Telecoms giant T-Mobile has informed its staff than if they don't receive the COVID-19 vaccine, it will start firing them.
The news was sent to employees in an email last week, and does make some concessions for staff who have not been vaccinated on medical or religious grounds. It follows on from reports from companies such as Google, who we reported were drafting a similar policy last month.
The new policy applies to T-Mobile staff who need to attend the office, whether on a regular basis, or occasionally, meaning that unless a worker is 100% remote, they will likely be affected.
T-Mobile Demands Staff Get Vaccinated
As first reported by Bloomberg, T-Mobile staff were initially made aware of the policy via an email, which informed employees that they would need to show proof that they had received full vaccination or risk having their employment terminated.

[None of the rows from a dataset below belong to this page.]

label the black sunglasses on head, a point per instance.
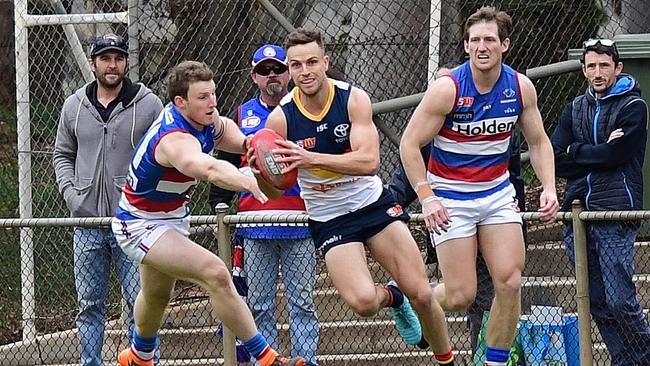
(265, 70)
(595, 41)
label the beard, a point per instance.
(109, 84)
(275, 89)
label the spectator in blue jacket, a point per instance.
(268, 247)
(599, 147)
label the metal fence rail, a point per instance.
(190, 327)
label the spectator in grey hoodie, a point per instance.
(100, 125)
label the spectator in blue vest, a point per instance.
(599, 147)
(267, 247)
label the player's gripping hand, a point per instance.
(250, 185)
(292, 154)
(548, 206)
(435, 214)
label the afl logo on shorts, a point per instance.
(341, 130)
(250, 122)
(394, 211)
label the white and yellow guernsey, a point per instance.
(328, 194)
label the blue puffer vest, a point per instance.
(603, 189)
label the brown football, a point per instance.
(263, 143)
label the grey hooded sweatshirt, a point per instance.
(91, 158)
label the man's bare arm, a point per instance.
(426, 122)
(183, 152)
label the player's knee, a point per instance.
(156, 297)
(420, 298)
(216, 276)
(509, 285)
(365, 304)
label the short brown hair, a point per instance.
(182, 75)
(303, 36)
(490, 14)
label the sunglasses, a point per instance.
(266, 70)
(595, 41)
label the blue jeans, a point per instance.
(298, 260)
(94, 249)
(614, 307)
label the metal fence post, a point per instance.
(225, 253)
(582, 284)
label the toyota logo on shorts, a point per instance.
(342, 130)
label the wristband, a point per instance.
(429, 199)
(420, 184)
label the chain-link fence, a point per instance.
(190, 333)
(390, 49)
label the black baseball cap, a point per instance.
(108, 42)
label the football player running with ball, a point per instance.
(334, 144)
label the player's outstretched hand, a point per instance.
(254, 189)
(436, 216)
(292, 154)
(252, 160)
(548, 206)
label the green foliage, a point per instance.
(8, 160)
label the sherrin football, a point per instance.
(263, 143)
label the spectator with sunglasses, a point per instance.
(100, 125)
(599, 147)
(265, 247)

“Affected employees who do not become fully vaccinated and obtain a Magenta Pass by April 2 will be separated from T-Mobile” Deeanne King, chief human resources officer at T-Mobile
The April 2nd deadline relates to the date that T-Mobile is intending to bring its staff back to offices, whether full time or in hybrid roles. Staff have been told that they must show proof of the first vaccination by the 21st of Feb, or will be placed on unpaid leave after this date.
Who Is Exempt from the T-Mobile Vaccine Policy?

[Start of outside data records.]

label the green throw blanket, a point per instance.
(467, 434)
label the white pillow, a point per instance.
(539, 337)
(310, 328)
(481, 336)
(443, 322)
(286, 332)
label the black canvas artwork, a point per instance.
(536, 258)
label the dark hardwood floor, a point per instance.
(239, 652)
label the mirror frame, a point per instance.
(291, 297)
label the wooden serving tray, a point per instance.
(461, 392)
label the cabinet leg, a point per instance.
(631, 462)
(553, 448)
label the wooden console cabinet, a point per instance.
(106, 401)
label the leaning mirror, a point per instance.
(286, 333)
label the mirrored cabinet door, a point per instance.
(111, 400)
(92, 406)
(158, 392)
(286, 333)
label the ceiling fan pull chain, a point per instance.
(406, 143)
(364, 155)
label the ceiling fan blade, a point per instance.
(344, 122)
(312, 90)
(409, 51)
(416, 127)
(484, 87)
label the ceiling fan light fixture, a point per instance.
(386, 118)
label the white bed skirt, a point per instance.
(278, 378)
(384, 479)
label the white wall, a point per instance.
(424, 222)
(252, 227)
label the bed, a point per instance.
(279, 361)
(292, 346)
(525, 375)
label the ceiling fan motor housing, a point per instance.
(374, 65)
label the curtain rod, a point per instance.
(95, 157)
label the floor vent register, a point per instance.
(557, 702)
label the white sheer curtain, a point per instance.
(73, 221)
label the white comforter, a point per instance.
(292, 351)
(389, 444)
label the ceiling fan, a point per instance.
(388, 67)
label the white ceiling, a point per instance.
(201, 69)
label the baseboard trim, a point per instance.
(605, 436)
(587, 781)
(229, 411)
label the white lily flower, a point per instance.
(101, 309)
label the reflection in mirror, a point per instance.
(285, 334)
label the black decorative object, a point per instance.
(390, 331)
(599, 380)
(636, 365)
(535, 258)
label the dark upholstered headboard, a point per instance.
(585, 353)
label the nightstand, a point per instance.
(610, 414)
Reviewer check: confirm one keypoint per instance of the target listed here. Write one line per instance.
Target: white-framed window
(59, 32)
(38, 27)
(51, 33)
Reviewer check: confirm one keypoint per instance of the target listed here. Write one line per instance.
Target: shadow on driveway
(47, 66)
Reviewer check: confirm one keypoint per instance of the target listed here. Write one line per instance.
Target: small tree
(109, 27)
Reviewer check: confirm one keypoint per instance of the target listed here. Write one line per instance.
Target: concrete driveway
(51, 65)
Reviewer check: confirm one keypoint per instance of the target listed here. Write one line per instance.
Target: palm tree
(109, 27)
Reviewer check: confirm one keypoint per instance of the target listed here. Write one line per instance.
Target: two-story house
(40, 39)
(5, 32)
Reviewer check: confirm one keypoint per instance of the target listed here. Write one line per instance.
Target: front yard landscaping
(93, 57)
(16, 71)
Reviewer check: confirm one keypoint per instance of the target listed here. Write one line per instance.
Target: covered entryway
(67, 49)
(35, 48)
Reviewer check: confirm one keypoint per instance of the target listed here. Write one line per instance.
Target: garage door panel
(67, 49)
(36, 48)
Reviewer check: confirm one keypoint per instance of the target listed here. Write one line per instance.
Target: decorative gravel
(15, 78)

The mandate from T-Mobile doesn't actually apply to all of its staff. Those who refuse to be vaccinated on medical or religious grounds won't be penalised.

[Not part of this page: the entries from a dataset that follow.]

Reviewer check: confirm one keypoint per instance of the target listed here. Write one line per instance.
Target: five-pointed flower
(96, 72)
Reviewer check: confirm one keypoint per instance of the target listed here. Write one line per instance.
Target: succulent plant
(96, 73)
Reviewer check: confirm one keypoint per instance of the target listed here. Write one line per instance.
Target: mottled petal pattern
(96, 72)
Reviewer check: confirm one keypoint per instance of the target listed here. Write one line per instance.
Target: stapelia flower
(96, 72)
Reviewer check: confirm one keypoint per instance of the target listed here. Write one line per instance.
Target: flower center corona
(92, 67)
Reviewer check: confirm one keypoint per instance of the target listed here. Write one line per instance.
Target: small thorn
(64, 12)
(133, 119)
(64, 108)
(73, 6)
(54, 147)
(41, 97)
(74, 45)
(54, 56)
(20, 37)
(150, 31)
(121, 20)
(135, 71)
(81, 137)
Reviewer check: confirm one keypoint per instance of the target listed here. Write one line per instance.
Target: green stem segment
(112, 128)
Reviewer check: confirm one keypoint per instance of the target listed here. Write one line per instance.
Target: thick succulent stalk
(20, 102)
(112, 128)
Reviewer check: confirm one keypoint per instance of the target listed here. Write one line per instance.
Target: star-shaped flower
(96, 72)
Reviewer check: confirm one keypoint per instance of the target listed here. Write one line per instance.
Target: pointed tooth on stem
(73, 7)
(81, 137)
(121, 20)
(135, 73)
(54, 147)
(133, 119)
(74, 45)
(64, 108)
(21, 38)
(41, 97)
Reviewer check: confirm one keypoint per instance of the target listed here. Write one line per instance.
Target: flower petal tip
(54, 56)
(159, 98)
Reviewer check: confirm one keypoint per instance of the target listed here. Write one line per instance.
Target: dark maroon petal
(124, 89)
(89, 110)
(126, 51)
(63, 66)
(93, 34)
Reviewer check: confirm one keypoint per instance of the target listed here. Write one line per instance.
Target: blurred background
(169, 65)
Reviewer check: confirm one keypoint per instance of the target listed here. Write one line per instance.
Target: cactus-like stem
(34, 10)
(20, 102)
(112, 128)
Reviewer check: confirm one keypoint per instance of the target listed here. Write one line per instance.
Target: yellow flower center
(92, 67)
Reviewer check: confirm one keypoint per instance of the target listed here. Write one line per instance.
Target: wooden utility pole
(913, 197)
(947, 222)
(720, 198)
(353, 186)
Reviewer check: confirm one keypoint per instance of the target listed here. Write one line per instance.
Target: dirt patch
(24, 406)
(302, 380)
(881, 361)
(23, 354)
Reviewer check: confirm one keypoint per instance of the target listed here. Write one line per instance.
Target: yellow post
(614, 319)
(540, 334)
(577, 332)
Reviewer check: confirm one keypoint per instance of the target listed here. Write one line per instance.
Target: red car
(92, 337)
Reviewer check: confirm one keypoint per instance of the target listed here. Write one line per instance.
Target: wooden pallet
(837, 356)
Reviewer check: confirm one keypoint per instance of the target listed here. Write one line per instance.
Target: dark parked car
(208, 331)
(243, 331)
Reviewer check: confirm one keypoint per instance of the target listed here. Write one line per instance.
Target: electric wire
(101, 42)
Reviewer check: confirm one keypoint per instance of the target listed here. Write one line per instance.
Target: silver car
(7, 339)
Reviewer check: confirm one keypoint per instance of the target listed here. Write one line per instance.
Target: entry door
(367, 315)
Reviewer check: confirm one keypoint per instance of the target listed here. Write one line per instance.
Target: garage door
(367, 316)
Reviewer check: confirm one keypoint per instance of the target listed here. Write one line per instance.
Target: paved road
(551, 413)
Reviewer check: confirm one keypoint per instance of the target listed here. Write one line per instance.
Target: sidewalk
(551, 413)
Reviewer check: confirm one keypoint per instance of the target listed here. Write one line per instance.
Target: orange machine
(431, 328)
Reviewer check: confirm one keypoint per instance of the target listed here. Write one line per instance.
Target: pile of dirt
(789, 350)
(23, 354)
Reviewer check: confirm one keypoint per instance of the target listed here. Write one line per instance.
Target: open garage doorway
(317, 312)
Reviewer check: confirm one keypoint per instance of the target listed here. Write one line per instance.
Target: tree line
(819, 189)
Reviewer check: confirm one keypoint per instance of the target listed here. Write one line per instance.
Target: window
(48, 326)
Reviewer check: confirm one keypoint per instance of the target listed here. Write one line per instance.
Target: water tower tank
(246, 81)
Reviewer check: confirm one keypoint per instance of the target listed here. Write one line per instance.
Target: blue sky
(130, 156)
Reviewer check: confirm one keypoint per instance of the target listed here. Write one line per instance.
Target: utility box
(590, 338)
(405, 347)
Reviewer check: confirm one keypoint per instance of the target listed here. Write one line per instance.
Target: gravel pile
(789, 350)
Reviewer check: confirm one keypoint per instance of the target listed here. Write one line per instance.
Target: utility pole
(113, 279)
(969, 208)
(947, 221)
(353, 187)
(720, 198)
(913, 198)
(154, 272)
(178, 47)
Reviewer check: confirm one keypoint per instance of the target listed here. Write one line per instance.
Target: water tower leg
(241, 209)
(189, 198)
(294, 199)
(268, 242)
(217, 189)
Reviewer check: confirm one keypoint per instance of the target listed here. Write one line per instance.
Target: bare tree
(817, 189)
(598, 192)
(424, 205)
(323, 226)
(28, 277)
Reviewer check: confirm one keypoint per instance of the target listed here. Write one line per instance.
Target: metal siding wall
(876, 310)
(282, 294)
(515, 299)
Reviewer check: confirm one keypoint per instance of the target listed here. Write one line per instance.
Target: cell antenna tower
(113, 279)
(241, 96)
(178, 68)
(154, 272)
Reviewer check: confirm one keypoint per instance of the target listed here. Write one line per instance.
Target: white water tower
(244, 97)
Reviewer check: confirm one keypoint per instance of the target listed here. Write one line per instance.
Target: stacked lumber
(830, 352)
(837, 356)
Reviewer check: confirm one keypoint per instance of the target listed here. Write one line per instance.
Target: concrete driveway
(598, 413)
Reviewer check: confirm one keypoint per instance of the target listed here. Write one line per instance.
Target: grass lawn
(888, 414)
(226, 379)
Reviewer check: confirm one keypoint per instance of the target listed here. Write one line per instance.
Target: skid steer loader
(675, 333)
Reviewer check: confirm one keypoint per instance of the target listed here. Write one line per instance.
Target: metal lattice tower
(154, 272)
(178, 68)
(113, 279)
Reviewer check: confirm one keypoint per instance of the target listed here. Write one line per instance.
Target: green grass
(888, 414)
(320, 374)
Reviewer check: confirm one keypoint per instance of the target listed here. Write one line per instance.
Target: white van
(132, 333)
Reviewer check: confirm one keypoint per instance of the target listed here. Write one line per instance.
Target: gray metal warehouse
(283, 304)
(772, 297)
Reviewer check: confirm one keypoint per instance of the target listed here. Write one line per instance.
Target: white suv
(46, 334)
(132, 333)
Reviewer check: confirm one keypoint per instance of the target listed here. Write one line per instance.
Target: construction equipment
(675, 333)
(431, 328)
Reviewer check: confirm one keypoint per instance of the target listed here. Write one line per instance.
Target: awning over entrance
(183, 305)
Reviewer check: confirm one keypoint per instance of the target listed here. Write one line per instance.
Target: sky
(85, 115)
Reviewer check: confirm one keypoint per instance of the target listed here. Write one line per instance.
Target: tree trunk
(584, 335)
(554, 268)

In addition, field technicians and those who work in in-store retail roles are also not impacted, although the memo from T-Mobile does encourage all of its staff to get the vaccine.
The policy is also slightly different for staff in customer contact centers, who will need to show proof of first dose of vaccination by 21st February, but will not be placed on unpaid leave.
Employers Cracking Down on the Unvaccinated
While many Americans have already received a full set of vaccinations and are in the majority, there are plenty who haven't. According to the latest data from Our World in Data, 64% of the US population is fully vaccinated, with take-up rates fluctuating wildly between States. Some, such as New York, show a relatively high vaccination rate, at 74%, while some, like Alabama, are only at 49%.
With lots of employees working remotely, there hasn't been the sense of urgency perhaps from companies to ensure that staff are vaccinated against COVID-19, but with the steady return to the office in 2022, it's now crunch time, with employers not wanting the risk of staff falling ill to the virus.
The US government has tried to impose a mandate several times to ensure that companies with 100 or more employees are vaccinated, but this has been blocked by the Supreme Court, leaving companies to decide their own policies.
In December, a leaked memo from Google HQ implied that it was drawing up a plan to place anyone on administrative leave who had not received the vaccine. Similarly, CitiGroup informed staff earlier in the month that those who weren't vaccinated would be placed on unpaid leave and eventually fired if they insisted on not getting the shot.